Anna Lo is a courageous and plain speaking politician. She has been the victim of racist hate comments for her suggestion that flags and paramilitary murals should be taken down or painted over along the route of the Giro d'Italia cycle race in seven weeks' time. She has long campaigned on behalf of her native Chinese community and spoken out clearly on racism and sectarianism.
So should we be surprised that she gave a straight answer to the question when asked about her views on an united Ireland? She favours unity and feels it would be best for the whole island but accepts that it can only come about by consent of a majority of people in Northern Ireland. But, while we can applaud her honesty and accept that she is perfectly entitled to hold that view, was it a wise thing to say?
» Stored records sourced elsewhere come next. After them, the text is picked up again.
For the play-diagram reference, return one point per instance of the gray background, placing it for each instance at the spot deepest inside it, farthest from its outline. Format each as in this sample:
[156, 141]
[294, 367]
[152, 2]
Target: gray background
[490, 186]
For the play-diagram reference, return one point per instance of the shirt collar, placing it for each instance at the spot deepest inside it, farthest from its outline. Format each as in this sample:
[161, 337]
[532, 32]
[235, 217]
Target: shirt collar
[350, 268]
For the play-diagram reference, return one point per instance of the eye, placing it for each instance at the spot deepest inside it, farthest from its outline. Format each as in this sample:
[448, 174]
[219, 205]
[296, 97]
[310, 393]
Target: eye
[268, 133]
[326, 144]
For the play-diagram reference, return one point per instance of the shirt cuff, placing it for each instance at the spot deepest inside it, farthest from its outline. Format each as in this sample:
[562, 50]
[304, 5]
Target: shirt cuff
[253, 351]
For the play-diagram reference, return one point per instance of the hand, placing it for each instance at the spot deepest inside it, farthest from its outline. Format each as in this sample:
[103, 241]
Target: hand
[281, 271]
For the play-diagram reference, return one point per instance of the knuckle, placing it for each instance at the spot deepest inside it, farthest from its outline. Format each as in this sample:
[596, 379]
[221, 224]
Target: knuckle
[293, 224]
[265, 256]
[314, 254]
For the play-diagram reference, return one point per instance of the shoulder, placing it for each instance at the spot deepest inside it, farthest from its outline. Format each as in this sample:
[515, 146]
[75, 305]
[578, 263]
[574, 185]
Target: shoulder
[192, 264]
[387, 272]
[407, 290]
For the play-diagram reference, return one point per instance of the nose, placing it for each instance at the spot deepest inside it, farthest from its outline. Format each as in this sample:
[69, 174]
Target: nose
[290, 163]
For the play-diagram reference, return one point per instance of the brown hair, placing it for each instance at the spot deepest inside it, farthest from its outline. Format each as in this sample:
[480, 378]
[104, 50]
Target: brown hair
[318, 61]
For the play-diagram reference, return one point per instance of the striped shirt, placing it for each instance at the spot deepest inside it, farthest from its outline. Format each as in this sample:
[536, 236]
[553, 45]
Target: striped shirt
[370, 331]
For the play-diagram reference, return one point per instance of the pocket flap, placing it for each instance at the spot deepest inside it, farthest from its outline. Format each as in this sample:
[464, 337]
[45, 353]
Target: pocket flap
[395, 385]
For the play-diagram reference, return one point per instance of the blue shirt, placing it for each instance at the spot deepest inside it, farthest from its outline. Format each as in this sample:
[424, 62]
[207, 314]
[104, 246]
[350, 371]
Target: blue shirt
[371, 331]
It poses a problem for her party, the Alliance Party, as the European and local council elections loom.
She has little realistic chance of winning one of the European seats, so her comments will not be a real disaster there. However with the party already under pressure over the issue of flying flags on council buildings, she has handed her opponents another piece of ammunition to direct at Alliance. There must have been undiluted glee in the ranks of the DUP, UUP and TUV when they read her comments yesterday morning.
Alliance leader David Ford tried to put a brave face on it, saying the party embraces a wide range of political opinion, but he knows that opponents will highlight Ms Lo's comments at every opportunity.
And the other high profile woman within the party, Naomi Long, will also be wondering if the flak will hinder her chances of retaining the East Belfast Westminster seat she won from DUP leader Peter Robinson at the last General Election. Ms Lo was naive in being so candid. Alliance has made great forward strides in recent times, but this is one pothole on the road the party could have done without.